Helpful information for parents
A minimum of 12 sessions is recommended. A child usually needs several weeks to get to know and trust the therapist before settling down and feeling comfortable enough to express themselves. If the child has been experiencing difficulties for some time, then more sessions may be required. Sessions are usually once a week and ideally, they will be at the same time and place each week. Missed sessions are sometimes unavoidable but may disrupt the progress so giving your child as much notice as possible is important.

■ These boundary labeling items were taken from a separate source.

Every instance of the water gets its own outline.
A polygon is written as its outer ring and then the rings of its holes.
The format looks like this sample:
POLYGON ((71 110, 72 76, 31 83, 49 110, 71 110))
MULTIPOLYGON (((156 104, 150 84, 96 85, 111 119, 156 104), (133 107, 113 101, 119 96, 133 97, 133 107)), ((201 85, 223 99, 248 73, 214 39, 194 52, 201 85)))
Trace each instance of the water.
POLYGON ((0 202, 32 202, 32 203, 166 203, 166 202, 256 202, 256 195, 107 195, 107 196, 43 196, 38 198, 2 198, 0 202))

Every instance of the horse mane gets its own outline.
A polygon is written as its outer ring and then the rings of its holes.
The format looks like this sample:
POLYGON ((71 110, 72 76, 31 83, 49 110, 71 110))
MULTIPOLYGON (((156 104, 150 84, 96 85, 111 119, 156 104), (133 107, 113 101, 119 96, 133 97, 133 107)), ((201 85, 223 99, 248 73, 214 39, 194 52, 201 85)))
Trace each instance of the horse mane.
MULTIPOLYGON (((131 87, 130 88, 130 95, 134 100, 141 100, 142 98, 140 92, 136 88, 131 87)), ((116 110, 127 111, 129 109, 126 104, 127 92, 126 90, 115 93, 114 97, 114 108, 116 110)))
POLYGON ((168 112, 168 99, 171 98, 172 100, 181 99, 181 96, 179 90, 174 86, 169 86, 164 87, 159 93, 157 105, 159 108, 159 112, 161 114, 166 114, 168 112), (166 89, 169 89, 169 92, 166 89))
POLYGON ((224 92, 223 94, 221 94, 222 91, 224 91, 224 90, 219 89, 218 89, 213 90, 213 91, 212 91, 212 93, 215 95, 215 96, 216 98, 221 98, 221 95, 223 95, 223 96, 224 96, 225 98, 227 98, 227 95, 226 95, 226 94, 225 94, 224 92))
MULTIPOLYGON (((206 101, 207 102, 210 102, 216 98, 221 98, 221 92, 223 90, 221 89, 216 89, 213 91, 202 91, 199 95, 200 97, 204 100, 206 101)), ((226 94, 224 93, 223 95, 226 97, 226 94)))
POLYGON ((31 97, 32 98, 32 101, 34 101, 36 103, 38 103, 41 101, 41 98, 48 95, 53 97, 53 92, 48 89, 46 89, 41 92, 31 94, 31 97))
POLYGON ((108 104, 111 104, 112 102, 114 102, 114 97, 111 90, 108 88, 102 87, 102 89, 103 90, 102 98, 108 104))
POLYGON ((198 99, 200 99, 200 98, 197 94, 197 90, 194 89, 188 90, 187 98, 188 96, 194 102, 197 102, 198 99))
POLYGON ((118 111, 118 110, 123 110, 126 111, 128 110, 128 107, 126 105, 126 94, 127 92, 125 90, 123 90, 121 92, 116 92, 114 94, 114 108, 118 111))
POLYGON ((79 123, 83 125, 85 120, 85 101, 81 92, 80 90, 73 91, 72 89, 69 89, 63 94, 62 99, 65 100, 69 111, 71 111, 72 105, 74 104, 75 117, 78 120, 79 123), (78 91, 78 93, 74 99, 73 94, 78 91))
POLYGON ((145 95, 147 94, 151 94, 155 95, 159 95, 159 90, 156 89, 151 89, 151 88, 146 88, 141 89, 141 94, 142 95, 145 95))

It is crucial that trust is able to develop between your child and their Play Therapist. Your child will need to feel safe and comfortable in order to express themselves. The play therapist is trained to be non-judgmental in their responses to your child's play which in turn allows the child to play in a way that is helpful in expressing emotions that they may find difficult to show to those they are close to. It is really important that your child knows you are supporting them going to play therapy.
Information that you share about your child and family will be kept confidential. The exception to this is when the play therapist may share information with other colleagues and professionals for the benefit of your child with your permission. A play therapist must share information with other professionals if they are concerned that a child is being harmed, hurting others or themselves. They will usually talk to you about this first.
A play therapist will meet with you at regular intervals to discuss general progress that may have taken place in therapy sessions and for you to discuss any concerns. However, the play therapist will not disclose specific details of what your child has played. This is important in order to maintain confidentiality.
It is important that you support your child while they are having play therapy. Please make sure your child is able to attend sessions regularly and communicate with the therapist as soon as possible if a session needs to be missed.
Please don't ask your child what they did. It is best if you wait for them to tell you if they want to. Try to imagine someone asking you about a confidential matter that you feel is private and may not be ready to talk about.
Play Therapy is where your child is free to express any feelings in a contained environment so, please don't ask if they have had 'fun' or been 'good' as behaviour that is often unacceptable is allowed an outlet. Within the boundaries set by the therapist, all behaviour is observed and reflected back which allows the child to gain an understanding of their own behaviour.
Please be aware that your child's behaviour may sometimes get worse before it gets better and that this is often a sign that they are starting to feel more comfortable and able to express themselves– please tell your child’s play therapist if you have any concerns.
If your child brings home any artwork (usually every 12 sessions) please be aware that they can be an important part of the therapy. If your child chooses to share them with you, try not to ask questions about what you see. Instead, wait for them to explain what they are about. They may also want to destroy or get rid of the art work. This is also ok and should be respected.